Despite a surge in residential loan delinquency, commercial mortgages have been performing well -- especially those held by life insurance companies. Commercial loans held by banks and thrifts were among the worst performers.
Those were the findings of an analysis of fourth quarter commercial mortgage delinquency by investor group released by the Mortgage Bankers Association yesterday.
Of the 34,937 commercial real estate loans held by life insurance companies for $245 billion, just 9 loans for $19 million were at least 60 days past due -- bringing the delinquency rate to 0.01 percent on Dec. 31, 2007, MBA reported. The rate was lower than 0.03 percent at the end of the third quarter and 0.02 percent on Dec. 31, 2006.
Freddie Mac's 60-day delinquency rate on commercial mortgages was 0.02 percent at the end of 2007, down from 0.06 percent on Oct. 31 and 0.05 percent a year earlier, the data indicated. Fannie Mae's 60-day delinquency was 0.08 percent, unchanged from the prior quarter and prior year. MBA said delinquency at both companies was equal to or lower than the rate in 10 of the previous 11 years.
Commercial loans backing commercial mortgage-backed securities finished the fourth quarter with a 30-day delinquency rate of 0.40 percent, up from 0.33 percent in the third quarter but better than 0.41 percent at the end of 2006, the report said. MBA noted the latest CMBS delinquency level was lower than at year-end of 9 of the previous 10 years.
But banks and thrifts, which held $1.2 trillion in commercial mortgages, fared worse. Delinquency of at least 90 days was $9 billion for 0.80 percent on Dec. 31, climbing from 0.72 percent 90 days earlier and 0.56 percent a year earlier, MBA said. Had 30- or 60-day delinquency been reported for this group as it was for the other groups, the level of delinquency would have been higher. But MBA noted delinquency at banks and thrifts was actually lower than it was during 5 of the previous 11 years.

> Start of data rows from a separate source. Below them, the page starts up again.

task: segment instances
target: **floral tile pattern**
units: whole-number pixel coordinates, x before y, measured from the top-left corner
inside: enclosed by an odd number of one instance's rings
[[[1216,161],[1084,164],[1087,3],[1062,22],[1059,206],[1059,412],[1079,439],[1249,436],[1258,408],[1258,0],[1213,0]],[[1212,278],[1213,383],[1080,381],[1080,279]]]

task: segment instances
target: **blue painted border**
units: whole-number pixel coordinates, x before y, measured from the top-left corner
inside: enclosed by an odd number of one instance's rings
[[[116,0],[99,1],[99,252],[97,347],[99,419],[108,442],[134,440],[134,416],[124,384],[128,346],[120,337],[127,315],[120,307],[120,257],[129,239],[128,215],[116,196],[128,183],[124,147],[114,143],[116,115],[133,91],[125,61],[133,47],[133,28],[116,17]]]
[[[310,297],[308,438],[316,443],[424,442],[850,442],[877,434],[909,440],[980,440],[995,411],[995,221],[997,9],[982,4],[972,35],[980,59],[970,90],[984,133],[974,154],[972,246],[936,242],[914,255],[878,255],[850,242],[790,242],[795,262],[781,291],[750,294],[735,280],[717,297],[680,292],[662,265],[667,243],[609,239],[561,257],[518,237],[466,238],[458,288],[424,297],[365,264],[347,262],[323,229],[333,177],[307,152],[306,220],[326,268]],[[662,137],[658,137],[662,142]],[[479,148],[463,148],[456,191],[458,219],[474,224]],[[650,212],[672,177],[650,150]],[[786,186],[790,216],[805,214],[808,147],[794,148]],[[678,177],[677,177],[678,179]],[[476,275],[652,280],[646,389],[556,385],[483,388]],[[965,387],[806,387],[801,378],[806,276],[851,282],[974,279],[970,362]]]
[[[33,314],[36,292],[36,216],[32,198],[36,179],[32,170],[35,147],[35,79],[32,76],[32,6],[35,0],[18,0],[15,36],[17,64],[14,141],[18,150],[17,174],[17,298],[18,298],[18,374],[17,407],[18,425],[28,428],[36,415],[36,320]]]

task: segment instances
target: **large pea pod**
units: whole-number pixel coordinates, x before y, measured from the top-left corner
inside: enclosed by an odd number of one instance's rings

Commercial mortgage delinquency starkly contrasts residential delinquency, which MBA reported at 5.82 percent excluding foreclosures as of Dec. 31.
"It is reassuring to know that the performance of commercial and multifamily mortgage loans and bonds has remained so fundamentally sound," Steve Graves, chair of MBA's Commercial Board of Governors, said in the announcement.